EdinReport-3

I’ve watched the Edinburgh Festival come and go for over 30 years and every year it gets bigger and noisier. I love it. It’s like watching the annual migration of skeins of cultural geese. The visitors fly in, in their hundreds of thousands, doubling the population of the city. They squawk their way round the concert halls, theatres, tents, fringe venues, pubs, cafes, hotels, B&Bs, student hostels and rented flats. A good proportion of them are performers themselves, from the 160 shows in the official festival and the 3,300 shows on the Fringe.

There’s a deathly quiet before they all arrive and a great sense of loss when they all fly away. We have to wait for the arrival of the winter migrants, the students, in September before the city can get back to normal.

As I write, the Edinburgh Arts Festival has already started with a strange bronze tree with colourful acrylic branches planted at Waverley Station. The official International Festival opens with a free laser-and-music show outside the Usher Hall. The theme this year is “technology” and includes Beethoven’s Fidelio set on a doomed spacecraft and a show at Ratho quarry, the international climbing centre, which takes its audience on a journey to an imaginary Other Earth. The Edinburgh International Book Festival too has the theme of a journey, a voyage of discovery, accompanied by 800 authors from 55 countries around the world.

The Fringe, of course, defies the boundaries of any theme but this year again it is dominated by so-called “comedy”….it’s over a third of the 387 page programme. I must say I’m appalled by most of what goes on the non-music stage during the festival ( but I’ll defend to the death the performers’ right to do it.) I don’t find their comedy funny, or their satire or cynicism particularly helpful and most of the theatre productions are much too challenging for me. I want to come out of a theatre feeling better not wretched. It’s hard enough to cope with real life, never mind inventing more misery on the stage.

Take the sad case of real human migration for instance. Scotland is well insulated from the troubles at Calais – or so we thought, until our prawn and crab fishermen couldn’t get their produce to the markets in Spain in time. The Scottish government says it’s up to the UK government to sort the chaos at Calais out. I suggest that it starts by taking our share of the refugees fleeing to Europe from the civil wars in Syria and Iraq.

Earlier this week I watched the television debate between the Labour leadership contenders in Scotland, Kezia Dugdale and Ken Mackintosh. What struck me most was how strong the “Corbyn effect” was in the audience. Both candidates were forced to fix their positions in relation to Jeremy Corbyn’s left wing challenge for the UK leadership. Perhaps the age of austerity is coming to an end after all.
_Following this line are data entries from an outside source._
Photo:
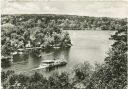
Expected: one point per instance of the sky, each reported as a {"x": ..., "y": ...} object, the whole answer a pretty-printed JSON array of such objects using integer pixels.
[{"x": 100, "y": 8}]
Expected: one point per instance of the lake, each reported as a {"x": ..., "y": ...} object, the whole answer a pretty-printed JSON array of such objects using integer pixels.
[{"x": 91, "y": 46}]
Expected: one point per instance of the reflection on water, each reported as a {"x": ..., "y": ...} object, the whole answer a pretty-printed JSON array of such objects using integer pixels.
[{"x": 87, "y": 46}]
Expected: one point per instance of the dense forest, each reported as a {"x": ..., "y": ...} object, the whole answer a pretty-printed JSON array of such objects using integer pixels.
[
  {"x": 24, "y": 31},
  {"x": 112, "y": 74}
]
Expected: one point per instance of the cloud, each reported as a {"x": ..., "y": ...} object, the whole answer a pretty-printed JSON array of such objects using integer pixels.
[{"x": 88, "y": 8}]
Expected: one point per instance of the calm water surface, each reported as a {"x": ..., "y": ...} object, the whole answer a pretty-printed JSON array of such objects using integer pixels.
[{"x": 90, "y": 46}]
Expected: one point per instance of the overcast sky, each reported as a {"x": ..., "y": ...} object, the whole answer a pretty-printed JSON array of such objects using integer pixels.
[{"x": 87, "y": 8}]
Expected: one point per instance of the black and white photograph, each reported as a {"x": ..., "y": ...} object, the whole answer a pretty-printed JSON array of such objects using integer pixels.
[{"x": 64, "y": 44}]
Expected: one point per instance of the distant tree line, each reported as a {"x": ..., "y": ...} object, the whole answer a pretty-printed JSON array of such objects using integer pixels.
[
  {"x": 19, "y": 32},
  {"x": 67, "y": 22},
  {"x": 112, "y": 74}
]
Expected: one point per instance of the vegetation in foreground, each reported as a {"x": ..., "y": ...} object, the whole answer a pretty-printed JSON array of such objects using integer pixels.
[{"x": 110, "y": 75}]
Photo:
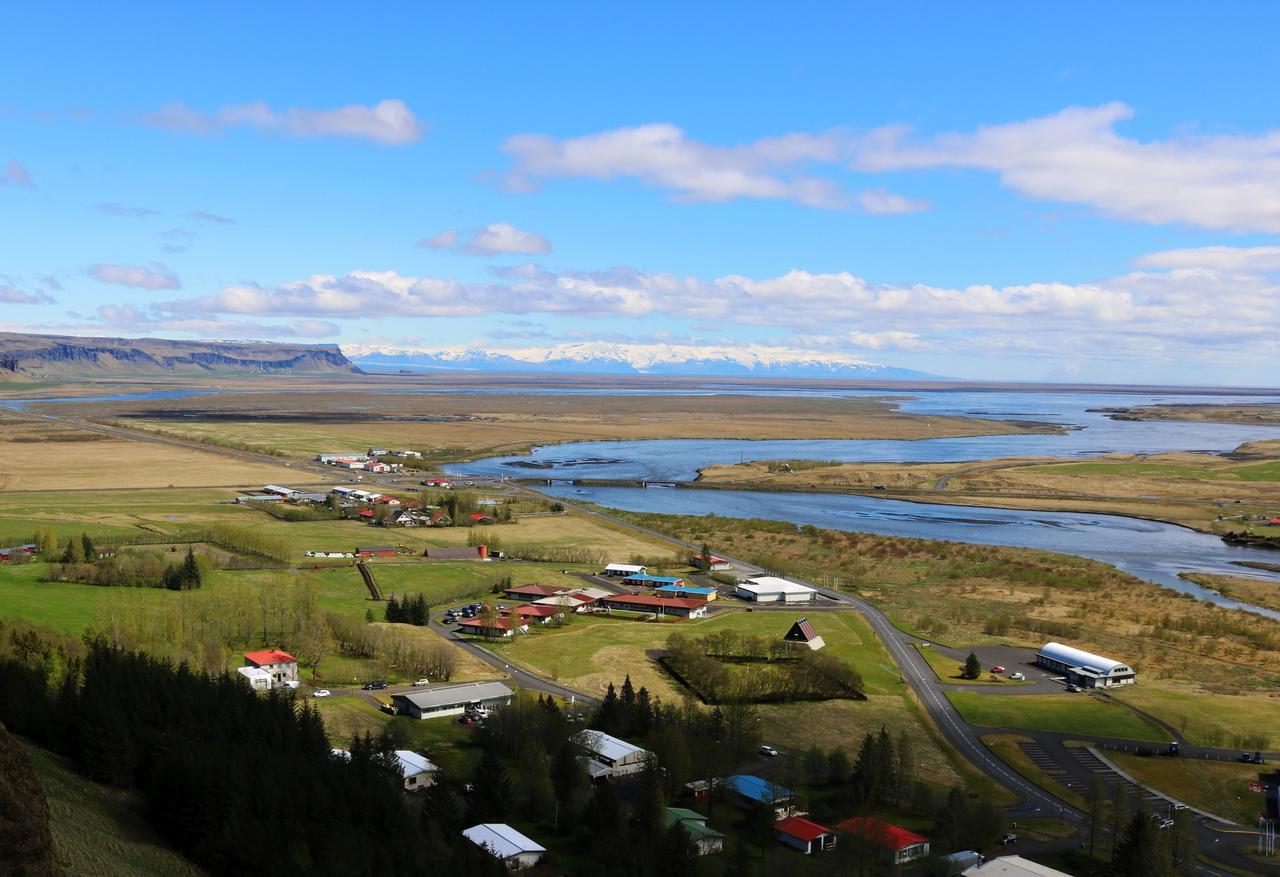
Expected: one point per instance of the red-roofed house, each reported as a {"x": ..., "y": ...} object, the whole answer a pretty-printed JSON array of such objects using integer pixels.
[
  {"x": 497, "y": 627},
  {"x": 803, "y": 835},
  {"x": 282, "y": 666},
  {"x": 899, "y": 845},
  {"x": 681, "y": 607}
]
2015_04_20 SNP Manifesto Launch-12Nicola Sturgeon, on a First Ministerial visit to China, must have been smiling quietly to herself at Labour’s distress. And indeed all of us were blushing when The Sun revealed that the Labour stalwart Lord Sewel was up to some curious practices in his spare time.  At last the media had something else to talk about other than their never-ending obsession with when the next independence referendum is going to be.

The SNP government, though, has its own troubles. Both of its major structural changes, to the police and the fire services, are now showing signs of weakness. Last week it was the new centralised Police Scotland failing to respond to a car accident on the M9 which left a young couple dead. This week the centralised fire service finds itself on the brink of industrial action by backroom staff over cuts in pay, caused by a reported £50m shortfall in the service’s funding. You have to wonder if centralisation is the way to achieve efficiencies.
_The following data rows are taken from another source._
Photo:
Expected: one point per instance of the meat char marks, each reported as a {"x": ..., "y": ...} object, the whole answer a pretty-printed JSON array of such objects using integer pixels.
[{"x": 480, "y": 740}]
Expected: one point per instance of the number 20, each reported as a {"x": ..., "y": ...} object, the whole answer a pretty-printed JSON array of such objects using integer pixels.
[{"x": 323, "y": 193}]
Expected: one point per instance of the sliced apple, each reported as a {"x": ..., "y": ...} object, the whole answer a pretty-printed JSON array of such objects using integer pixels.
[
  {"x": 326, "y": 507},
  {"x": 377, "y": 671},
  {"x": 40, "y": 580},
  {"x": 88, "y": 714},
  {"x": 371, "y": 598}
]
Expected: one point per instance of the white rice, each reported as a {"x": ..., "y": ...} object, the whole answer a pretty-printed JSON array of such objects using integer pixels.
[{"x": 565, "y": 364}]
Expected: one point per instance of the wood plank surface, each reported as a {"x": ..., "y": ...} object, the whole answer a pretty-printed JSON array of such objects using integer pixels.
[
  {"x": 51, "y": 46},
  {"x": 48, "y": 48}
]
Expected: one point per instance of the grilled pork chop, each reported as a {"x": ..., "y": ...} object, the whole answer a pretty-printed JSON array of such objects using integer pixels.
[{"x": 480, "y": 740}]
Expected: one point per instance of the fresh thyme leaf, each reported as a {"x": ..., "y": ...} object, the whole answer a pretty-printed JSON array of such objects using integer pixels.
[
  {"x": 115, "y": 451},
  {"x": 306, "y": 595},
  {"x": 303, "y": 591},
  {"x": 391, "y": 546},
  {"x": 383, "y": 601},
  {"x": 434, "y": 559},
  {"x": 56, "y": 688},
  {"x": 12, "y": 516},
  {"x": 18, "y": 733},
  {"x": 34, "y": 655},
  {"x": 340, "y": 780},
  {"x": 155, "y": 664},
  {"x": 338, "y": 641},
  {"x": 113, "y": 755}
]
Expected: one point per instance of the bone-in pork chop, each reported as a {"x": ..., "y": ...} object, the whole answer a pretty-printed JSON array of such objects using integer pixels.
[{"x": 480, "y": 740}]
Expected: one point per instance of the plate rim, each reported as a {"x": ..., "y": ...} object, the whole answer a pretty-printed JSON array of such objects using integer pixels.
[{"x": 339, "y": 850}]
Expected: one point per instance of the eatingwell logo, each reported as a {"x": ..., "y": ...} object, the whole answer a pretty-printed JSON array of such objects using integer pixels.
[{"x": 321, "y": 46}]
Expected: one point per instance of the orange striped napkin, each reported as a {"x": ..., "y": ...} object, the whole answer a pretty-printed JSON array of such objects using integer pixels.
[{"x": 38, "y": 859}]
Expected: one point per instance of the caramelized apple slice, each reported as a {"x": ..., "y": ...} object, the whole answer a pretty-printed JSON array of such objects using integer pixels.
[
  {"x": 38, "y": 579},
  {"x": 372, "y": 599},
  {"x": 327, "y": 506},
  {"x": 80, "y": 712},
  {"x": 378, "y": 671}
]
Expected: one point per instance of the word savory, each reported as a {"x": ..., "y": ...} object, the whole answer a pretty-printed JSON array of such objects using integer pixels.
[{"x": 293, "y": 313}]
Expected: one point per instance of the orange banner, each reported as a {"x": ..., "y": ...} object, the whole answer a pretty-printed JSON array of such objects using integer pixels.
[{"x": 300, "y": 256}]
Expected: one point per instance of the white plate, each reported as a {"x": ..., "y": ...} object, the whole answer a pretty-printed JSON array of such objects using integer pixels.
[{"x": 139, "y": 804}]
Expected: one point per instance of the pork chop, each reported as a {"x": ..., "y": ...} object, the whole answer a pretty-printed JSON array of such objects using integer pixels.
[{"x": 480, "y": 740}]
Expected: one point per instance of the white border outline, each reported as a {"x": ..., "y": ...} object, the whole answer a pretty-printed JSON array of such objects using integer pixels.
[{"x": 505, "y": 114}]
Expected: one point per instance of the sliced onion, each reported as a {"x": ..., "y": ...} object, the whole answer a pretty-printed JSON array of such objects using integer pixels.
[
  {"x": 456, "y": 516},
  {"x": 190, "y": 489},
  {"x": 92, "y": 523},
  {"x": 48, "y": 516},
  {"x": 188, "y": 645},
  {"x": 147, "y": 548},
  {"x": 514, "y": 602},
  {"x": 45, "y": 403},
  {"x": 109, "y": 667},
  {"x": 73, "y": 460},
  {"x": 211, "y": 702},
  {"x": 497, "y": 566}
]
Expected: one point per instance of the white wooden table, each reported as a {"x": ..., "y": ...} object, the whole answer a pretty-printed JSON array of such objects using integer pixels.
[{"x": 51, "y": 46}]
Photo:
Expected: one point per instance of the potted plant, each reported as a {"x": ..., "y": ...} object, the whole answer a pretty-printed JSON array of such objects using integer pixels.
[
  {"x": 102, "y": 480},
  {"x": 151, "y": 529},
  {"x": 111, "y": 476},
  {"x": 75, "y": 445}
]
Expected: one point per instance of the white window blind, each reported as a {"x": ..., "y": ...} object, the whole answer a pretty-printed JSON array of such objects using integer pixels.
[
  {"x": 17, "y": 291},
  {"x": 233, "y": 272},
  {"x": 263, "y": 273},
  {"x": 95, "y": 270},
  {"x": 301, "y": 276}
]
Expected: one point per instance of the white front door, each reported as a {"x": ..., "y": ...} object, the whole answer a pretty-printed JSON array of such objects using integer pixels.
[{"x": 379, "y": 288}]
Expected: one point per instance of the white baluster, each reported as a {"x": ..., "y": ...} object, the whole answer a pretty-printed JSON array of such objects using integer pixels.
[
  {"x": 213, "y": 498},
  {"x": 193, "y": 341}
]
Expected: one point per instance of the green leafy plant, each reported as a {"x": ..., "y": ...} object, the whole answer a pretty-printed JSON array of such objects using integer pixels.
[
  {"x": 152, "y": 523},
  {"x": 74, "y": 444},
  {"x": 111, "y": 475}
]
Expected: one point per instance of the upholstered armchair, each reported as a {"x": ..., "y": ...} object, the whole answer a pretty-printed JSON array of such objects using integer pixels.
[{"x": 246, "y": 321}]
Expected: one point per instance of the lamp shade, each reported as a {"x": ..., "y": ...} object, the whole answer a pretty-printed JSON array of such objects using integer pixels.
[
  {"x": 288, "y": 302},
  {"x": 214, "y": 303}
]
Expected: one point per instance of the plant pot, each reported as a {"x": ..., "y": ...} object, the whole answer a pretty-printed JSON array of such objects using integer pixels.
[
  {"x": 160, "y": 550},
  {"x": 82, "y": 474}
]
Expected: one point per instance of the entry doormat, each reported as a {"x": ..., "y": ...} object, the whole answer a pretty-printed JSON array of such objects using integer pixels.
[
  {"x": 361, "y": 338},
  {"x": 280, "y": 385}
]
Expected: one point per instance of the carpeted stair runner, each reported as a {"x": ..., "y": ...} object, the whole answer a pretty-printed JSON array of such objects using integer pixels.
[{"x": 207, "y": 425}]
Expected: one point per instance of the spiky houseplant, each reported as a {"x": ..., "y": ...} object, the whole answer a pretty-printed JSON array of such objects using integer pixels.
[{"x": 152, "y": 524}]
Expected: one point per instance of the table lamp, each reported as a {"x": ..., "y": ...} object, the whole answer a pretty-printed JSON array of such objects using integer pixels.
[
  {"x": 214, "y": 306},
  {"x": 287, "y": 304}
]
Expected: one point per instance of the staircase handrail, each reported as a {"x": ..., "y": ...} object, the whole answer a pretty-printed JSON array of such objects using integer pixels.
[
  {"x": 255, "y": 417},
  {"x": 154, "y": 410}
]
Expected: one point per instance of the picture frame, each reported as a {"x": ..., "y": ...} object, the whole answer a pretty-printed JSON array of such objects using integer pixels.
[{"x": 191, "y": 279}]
Finally, I wonder if the cultural geese mentioned above are troubled by seagulls. Everyone else seems to be, from the Prime Minister down. David Cameron has called for a “big conversation” about what to do about aggressive seagulls. It follows a series of attacks on dogs, tortoises, young children, and people eating bacon butties, mainly along the Cornish coast. But a man from Barrhead in Glasgow also caused a national stomach upset when he published a photograph he’d taken of a seagull devouring a mother starling whole. And in Aberdeen, the football club has confirmed that it’s using a hawk to keep the seagulls out of Pittodrie.

But in Aberdeen, a group of photographers, artists and poets have got together to mount a campaign in defence of the seagull. They’ve published a book praising “the grace of this delightful bird” and they’re giving the proceeds to the RSPB.

It will probably create quite a splash at the Book Festival!